2. Consumer spending inched lower for the second consecutive month in Sep, as PoS transactions fell by a sharp 6.9% month-on-month. In yoy terms, NFA fell for 10th month running. Deposit growth in Saudi Arabia averaged 8.8% in Jan-Sep; credit growth outpaced deposit growth for the 20th straight month in Sep.

3. Saudi budget deficit widened in Q3 2025 as oil revenues plunged; fiscal deficit more than tripled to SAR 181.8bn in Q1-Q3 2025 from a year ago.

  • Saudi fiscal deficit widened to SAR 88.5bn in Q3 2025 (Q3 2024: SAR 30.2bn), bringing the total deficit this year to SAR 181.8bn from SAR 58.0bn in Q1-Q3 2024.
  • Overall revenues fell by 12.7% yoy to SAR 269.9bn in Q3, with oil revenues down by 21.0% (to SAR 150.8bn) given subdued oil prices. Oil revenues accounted for 55.9% of total income in Q3. Non-oil revenues grew by 0.6% in Q3, with taxes accounting for 75.4% of non-oil revenues. Broadening of tax base via the recent White Land Tax hike (to 10% from 2.5% of property value) and VAT amendments will raise tax revenues.
  • Overall expenditures rose by 5.6% yoy to SAR 358.4bn in Q3, with capex up by 3.7% yoy and 25.1% qoq to SAR 49.9bn.

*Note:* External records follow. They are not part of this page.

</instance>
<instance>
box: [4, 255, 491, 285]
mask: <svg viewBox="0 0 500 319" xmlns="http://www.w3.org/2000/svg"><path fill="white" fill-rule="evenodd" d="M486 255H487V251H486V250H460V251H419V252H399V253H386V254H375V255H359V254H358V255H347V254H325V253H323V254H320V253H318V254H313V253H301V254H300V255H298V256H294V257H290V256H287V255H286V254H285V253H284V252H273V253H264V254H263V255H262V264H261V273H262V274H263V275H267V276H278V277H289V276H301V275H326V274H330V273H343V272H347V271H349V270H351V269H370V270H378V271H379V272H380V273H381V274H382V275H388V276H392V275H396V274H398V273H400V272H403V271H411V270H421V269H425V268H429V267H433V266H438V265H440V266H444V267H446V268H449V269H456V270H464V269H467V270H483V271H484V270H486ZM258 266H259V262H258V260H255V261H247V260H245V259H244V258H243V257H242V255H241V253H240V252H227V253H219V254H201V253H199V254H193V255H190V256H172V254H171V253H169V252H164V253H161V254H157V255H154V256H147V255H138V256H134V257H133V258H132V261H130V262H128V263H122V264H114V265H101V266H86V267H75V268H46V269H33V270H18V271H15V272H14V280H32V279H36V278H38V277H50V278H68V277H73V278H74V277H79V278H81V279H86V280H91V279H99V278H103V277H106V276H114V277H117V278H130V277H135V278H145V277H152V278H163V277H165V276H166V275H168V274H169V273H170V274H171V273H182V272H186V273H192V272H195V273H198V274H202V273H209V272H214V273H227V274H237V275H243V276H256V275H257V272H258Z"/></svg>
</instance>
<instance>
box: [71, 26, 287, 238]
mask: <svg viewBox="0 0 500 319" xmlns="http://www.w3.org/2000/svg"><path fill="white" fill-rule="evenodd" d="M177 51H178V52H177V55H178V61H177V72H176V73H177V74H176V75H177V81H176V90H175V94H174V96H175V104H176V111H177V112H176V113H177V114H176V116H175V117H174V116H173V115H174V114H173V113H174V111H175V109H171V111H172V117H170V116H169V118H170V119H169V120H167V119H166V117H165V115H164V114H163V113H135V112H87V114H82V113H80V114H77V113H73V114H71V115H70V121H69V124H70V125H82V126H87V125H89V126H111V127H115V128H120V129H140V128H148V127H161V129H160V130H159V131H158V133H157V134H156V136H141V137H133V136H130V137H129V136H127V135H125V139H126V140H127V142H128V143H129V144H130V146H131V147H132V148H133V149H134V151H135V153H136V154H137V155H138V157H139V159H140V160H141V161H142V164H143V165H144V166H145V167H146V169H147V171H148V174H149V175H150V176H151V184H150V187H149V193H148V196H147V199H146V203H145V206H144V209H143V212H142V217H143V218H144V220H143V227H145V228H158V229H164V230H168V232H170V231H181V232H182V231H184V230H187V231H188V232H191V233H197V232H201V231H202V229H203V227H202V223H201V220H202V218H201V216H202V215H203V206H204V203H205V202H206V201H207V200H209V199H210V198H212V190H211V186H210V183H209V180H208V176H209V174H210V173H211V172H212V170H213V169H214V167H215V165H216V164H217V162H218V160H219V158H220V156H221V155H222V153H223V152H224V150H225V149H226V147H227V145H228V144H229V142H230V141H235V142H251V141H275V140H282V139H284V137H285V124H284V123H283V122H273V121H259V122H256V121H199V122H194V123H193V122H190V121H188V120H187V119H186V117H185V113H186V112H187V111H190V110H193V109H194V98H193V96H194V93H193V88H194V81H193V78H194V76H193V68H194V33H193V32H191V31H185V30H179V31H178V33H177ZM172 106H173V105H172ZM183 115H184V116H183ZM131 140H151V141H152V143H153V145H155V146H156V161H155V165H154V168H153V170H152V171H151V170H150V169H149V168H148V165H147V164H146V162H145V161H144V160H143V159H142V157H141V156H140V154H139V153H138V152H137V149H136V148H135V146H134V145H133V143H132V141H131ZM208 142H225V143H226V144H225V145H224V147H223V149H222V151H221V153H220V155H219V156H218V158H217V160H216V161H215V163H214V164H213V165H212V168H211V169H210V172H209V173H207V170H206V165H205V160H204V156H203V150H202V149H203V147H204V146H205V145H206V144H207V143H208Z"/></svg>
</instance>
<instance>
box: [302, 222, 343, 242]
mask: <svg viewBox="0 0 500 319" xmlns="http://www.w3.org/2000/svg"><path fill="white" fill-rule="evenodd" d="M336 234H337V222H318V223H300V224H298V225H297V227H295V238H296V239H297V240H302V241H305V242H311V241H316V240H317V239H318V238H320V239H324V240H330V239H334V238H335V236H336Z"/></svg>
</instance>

Compensation of employees, which accounted for 45.3% of total spending gained 3.6% yoy and 2.3% qoq to SAR 143.6bn.
  • For the period Q1-Q3, oil revenues fell by 22.8% leading to a 12.7% drop in total revenues; non-oil revenues grew by 3.3% to SAR 382.7bn (46% of total revenues). Expenditure ticked up by 0.3% to SAR 1.017trn in Q1-Q3, with compensation the largest component (42.3% of total) and capex down by 20.3% to SAR 117.6bn.
  • Public debt jumped to SAR 1.467trn till Q3 of which 63.4% was domestic debt. 

4. Resurgent Saudi oil exports failed to provide the push for exports in Aug; trade deficit widened

  • Saudi Arabia’s overall exports fell by 3.5% mom to SAR 99.1bn despite the increase in oil exports (1.7% mom and 7.0% yoy to SAR 69.8bn). Share of oil exports to overall exports rose to 70.5% (Aug: 66.8%).
  • Non-oil exports (including re-exports) grew by 5% yoy to SAR 29.3bn in Aug. A breakdown shows that re-exports and domestic non-oil exports (i.e. excluding re-exports) fell by 22.5% mom and 7.5% mom to SAR 11.4bn and SAR 17.9bn respectively.
  • Imports fell by 9.1% mom to SAR 74.9bn in Aug 2025 (but was up 7.4% yoy). This resulted in a wider trade surplus – SAR 24.2bn vs Ju1’s SAR 20.4bn and Aug 2024’s SAR 23.3bn.
  • Machinery was the largest segment of non-oil exports (26%), followed closely by chemicals & its products (24%) and plastics, rubber and their articles (19%). UAE accounted for one-third of non-oil exports; share of non-oil exports to GCC was 41.6%.
  • Eastern Asia was the largest destination region for exports from Saudi Arabia (33.5%).
  • China was the largest trade partner for KSA in Apr: it received 16.2% of Saudi exports and was source nation for 26.4% of KSA imports.
  • From West Asia region, UAE was the top trade partner: received 11.1% of Saudi’s total exports and the source for 5.4% of Saudi imports.